Result: The indexing path becomes observable as a pipeline rather than hidden inside application handlers. Operators can measure lag, pause consumers, replay records, and distinguish source write failures from projection failures.
Learning: CDC does not make search strongly consistent. It makes inconsistency bounded, inspectable, and repairable.
Context: Amazon DynamoDB Streams documents an ordered stream of item-level modifications that can trigger downstream processing. The documented pattern is not specific to search: one durable primary write can fan out to derived views.
Action: For key-value or document stores, use the database’s change stream as the trigger for index projection. Preserve deletion events, because missing tombstones are one of the most common sources of user-visible drift.
Result: The index can track creates, updates, and deletes from the same committed mutation source.
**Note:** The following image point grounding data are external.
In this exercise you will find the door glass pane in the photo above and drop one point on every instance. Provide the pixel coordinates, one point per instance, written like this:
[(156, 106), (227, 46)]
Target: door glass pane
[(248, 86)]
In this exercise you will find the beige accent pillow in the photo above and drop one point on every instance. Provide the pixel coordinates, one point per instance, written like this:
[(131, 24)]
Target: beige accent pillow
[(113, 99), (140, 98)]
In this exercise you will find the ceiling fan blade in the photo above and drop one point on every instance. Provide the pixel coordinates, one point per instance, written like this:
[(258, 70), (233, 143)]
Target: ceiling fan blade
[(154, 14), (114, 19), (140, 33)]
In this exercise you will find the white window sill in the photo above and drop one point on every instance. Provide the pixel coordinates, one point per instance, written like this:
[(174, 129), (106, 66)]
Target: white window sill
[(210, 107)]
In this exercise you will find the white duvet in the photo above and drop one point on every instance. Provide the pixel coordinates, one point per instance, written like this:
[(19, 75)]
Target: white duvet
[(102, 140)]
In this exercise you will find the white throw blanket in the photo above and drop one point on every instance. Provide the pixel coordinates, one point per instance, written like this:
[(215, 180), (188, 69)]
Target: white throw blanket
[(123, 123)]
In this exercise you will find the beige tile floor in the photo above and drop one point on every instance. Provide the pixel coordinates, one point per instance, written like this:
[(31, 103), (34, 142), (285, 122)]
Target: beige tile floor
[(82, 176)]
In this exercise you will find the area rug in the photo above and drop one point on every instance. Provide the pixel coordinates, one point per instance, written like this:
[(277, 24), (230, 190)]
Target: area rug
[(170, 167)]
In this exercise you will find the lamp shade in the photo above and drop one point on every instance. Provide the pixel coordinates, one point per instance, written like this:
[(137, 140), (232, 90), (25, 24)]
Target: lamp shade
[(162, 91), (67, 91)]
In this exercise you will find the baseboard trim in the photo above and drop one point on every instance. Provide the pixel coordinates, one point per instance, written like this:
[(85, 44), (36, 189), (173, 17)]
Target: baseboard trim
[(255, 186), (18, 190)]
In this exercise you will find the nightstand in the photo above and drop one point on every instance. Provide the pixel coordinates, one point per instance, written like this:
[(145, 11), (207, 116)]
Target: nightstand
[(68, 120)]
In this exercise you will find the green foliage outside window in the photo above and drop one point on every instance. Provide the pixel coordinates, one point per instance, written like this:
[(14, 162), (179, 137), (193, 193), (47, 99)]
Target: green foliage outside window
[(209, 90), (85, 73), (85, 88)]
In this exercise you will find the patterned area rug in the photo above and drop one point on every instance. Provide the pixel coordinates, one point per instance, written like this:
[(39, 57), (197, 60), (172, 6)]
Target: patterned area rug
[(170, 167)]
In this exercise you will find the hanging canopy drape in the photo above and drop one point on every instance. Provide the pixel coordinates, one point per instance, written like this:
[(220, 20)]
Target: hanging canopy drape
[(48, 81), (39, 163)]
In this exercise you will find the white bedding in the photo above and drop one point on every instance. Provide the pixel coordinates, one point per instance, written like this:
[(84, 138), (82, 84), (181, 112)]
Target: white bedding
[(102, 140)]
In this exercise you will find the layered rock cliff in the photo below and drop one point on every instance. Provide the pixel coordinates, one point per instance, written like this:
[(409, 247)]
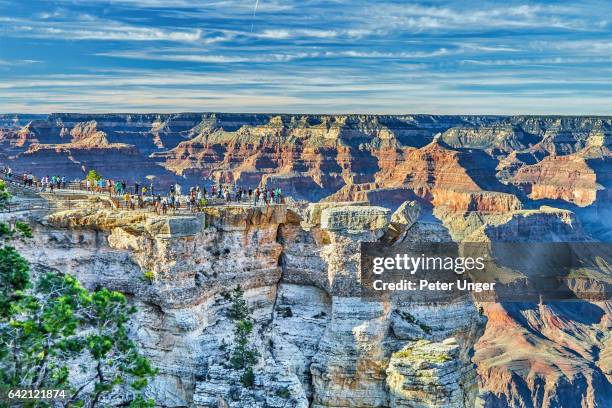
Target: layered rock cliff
[(381, 158), (320, 343)]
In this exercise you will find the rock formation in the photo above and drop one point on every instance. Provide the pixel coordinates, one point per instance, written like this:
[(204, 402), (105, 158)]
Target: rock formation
[(411, 178), (320, 343)]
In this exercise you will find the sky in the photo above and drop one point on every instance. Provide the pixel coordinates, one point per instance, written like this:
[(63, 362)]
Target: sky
[(307, 56)]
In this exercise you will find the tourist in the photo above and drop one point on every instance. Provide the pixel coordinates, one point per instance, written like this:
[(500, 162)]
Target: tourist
[(164, 205)]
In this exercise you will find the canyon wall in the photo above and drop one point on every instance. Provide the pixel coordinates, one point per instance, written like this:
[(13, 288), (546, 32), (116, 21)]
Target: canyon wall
[(382, 158), (320, 343)]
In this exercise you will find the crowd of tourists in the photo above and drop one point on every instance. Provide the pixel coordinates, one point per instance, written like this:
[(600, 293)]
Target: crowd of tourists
[(144, 195)]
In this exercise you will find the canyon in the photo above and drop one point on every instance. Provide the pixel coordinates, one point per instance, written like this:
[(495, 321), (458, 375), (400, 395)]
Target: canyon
[(352, 179)]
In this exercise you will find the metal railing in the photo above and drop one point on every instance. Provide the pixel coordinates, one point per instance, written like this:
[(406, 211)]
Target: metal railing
[(63, 200)]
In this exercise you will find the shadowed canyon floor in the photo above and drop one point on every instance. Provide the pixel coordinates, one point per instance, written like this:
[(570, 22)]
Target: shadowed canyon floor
[(461, 178)]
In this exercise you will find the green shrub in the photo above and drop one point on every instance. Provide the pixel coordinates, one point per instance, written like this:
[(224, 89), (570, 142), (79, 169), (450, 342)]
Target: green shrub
[(149, 276), (248, 377)]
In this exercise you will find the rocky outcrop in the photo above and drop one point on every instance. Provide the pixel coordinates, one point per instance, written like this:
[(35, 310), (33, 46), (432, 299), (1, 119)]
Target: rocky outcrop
[(320, 343), (382, 159)]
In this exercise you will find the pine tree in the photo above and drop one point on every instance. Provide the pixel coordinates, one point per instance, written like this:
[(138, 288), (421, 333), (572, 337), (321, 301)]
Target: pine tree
[(51, 325), (244, 355)]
Replays can reconstruct the projected state if the index writer is deterministic.
Learning: Deletes deserve first-class workflow design. A stale creation is annoying; a stale deletion can be a privacy, permission, or compliance failure.
Where It Breaks
| Failure mode | Why it happens | Mitigation |
|---|---|---|
| Out-of-order updates | Retries and parallel workers race | Store source versions and reject older writes |
| Missing deletes | Tombstones expire before indexing catches up | Retain delete events long enough for replay and rebuild |
| Rebuild cutover errors | Shadow index differs from serving assumptions | Use aliases, validation queries, and rollback windows |
| CDC backlog | Consumer deploy, poison event, or downstream throttling | Alert on event age, not only queue depth |
| Mapping drift | Application emits fields the index cannot parse | Version schemas and fail records into replayable quarantine |
| Permission staleness | Search document carries old access metadata | Version authorization data or verify sensitive results against truth |
| Silent corruption | Index accepts wrong but valid documents | Run sampled truth-versus-index audits continuously |
What to Do Next
-
Problem: Search drift becomes dangerous when nobody can say how stale the index is. Define freshness SLOs by product surface, not by infrastructure component.
-
Solution: Use CDC for steady-state propagation, idempotent writers for replay, shadow rebuilds for repair, and alias cutovers for controlled replacement.
-
Proof: Instrument source version, indexed version, CDC cursor lag, oldest unprocessed event age, dead-letter count, rebuild validation count, and sampled mismatch rate.
-
Action: Start with one high-value entity. Add version metadata to its search document, build a truth-versus-index audit, and write the runbook for replay, rebuild, and rollback before the next drift incident.